The synaptic networks in the amygdala have been the subject of intense interest in recent times, primarily because of the role of this structure in emotion. Fear and its extinction depend on the workings of these networks, with particular interest in extinction because of its potential to ameliorate adverse symptoms associated with post-traumatic stress disorder. Here we place emphasis on the extinction networks revealed by recent techniques, and on the probable plasticity properties of their synaptic connections. We use modules of neurons representing each of the principal components identified as involved in extinction. Each of these modules consists of neural networks, containing specific ratios of excitatory and specialized inhibitory neurons as well as synaptic plasticity mechanisms appropriate for the component of the amygdala they represent. While these models can produce dynamic output, here we concentrate on the equilibrium outputs and do not model the details of the plasticity mechanisms. Pavlovian fear conditioning generates a fear memory in the lateral amygdala module that leads to activation of neurons in the basal nucleus fear module but not in the basal nucleus extinction module. Extinction protocols excite infralimbic medial prefrontal cortex neurons (IL) which in turn excite so-called extinction neurons in the amygdala, leading to the release of endocannabinoids from them and an increase in efficacy of synapses formed by lateral amygdala neurons on them. The model simulations show how such a mechanism could explain experimental observations involving the role of IL as well as endocannabinoids in different temporal phases of extinction.

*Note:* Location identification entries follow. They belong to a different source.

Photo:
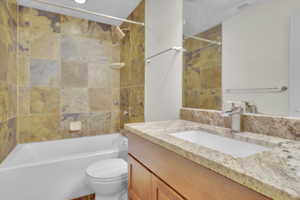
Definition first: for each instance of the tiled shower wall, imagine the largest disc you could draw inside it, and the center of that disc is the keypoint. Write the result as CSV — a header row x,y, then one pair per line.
x,y
202,72
133,74
65,75
8,76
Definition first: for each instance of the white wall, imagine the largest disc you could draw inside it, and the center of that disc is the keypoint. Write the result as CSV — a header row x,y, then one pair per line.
x,y
256,53
294,73
163,76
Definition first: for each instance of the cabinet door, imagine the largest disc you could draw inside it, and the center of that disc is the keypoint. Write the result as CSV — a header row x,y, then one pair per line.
x,y
161,191
139,181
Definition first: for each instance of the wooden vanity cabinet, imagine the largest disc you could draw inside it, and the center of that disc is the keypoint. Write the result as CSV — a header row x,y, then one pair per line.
x,y
161,191
156,173
143,185
139,181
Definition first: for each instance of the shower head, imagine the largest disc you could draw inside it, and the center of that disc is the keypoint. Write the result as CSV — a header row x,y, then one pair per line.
x,y
117,33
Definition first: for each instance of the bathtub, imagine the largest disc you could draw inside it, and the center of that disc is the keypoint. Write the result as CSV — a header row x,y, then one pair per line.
x,y
55,170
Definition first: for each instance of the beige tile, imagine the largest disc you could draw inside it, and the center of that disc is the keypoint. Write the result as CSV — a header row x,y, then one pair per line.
x,y
4,102
99,75
24,101
67,118
44,100
74,74
45,46
12,101
44,73
100,99
8,137
74,100
4,55
23,71
36,128
12,69
116,99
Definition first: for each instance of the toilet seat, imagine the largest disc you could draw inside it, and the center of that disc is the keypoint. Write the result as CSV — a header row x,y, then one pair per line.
x,y
108,170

近年来，杏仁核中的突触网络引起了人们极大的兴趣，这主要是由于这种结构在情感中的作用。恐惧及其灭绝取决于这些网络的运作，对灭绝特别感兴趣，因为它有可能缓解与创伤后应激障碍相关的不良症状。在这里，我们将重点放在由最新技术揭示的灭绝网络上，并强调其突触连接的可能可塑性。我们使用神经元模块来表示被确定为灭绝的每个主要成分。这些模块中的每个模块都由神经网络组成，其中包含特定比例的兴奋性和专门抑制性神经元，以及适合于它们所代表的杏仁核成分的突触可塑性机制。尽管这些模型可以产生动态输出，但在这里我们只关注平衡输出，而没有对可塑性机制的细节进行建模。巴甫洛夫式恐惧调节在外侧杏仁核模块中产生恐惧记忆，从而导致基底核恐惧模块中神经元的激活，而不是基底核消失模块中的神经元的激活。灭绝方案激发下肢内侧前额叶皮层神经元（IL），继而又激发杏仁核中的所谓灭绝神经元，从而导致它们释放内源性大麻素，并增加外侧杏仁核神经元在其上形成的突触的功效。模型仿真表明，这种机制如何解释实验观察，涉及IL和内源性大麻素在不同灭绝时间阶段的作用。